Thursday, November 4, 2010

Catch of the Day

Via Yglesias, here's one from Tyler Cowen:
Mr Bachus told the FT that he would go “page by page  [through Dodd-Frank]. . . to identify job-killing provisions or lending-killing provisions”. He highlighted new rules pushing over-the-counter derivatives trading through clearing houses and on to exchanges as a problem for non-financial corporate users.

“The derivatives provisions in Dodd-Frank alone... as they stand now they’re going to take a trillion dollars out of our economy. Think how many jobs that’s going to kill,” he said.

It is difficult to fathom how that last pararaph (article here) can make any sense, other than as fabrication.  What is the public choice factor here?  Ag producers who trade customized swaps and who wish to keep doing so?  Or is it financial institutions, including the trading branches of commodities firms, which earn money trading the spread?  How about traders which don't want to deal with the potentially onerous margin requirements at a newly established clearinghouse?  All of the above?
All pols spin; all pols stretch the facts in their direction; no one should ever assume that any pol gets his or her facts right.  Still, it's worth emphasizing the extent to which the conservative feedback loop allows lazy GOP pols to parrot nonsense from lobbyists or right-wing yakkers without any need to fact-check or conform to reality.  This is an example of the former, apparently; follow the comments in the above-cited post, and you'll find the interest group press release from which Bachus got his "information." 
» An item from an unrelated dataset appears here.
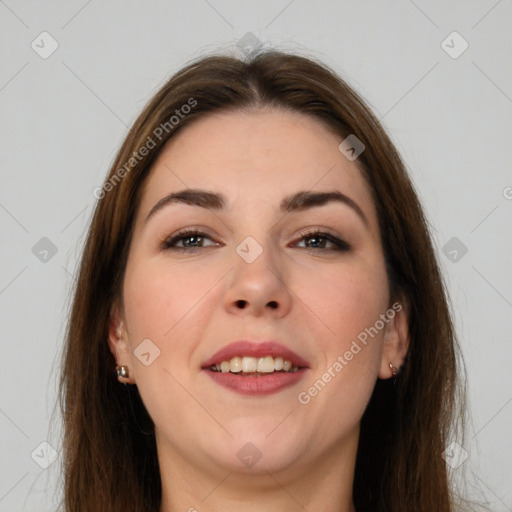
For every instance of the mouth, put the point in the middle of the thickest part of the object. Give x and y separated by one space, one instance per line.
252 366
255 368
This does not work well in the long run, as the DeLay Congress found out in 2006 (and, for that matter, in 1998).  At least not for Members in marginal seats, which -- presto! -- the GOP suddenly has plenty of.  Of course, pols in safe seats can get away with all sorts of things more or less forever, and given the realities of the partisan media environment, they don't really even have to worry about marginally uncomfortable interviews in which they're challenged with reality-based questions.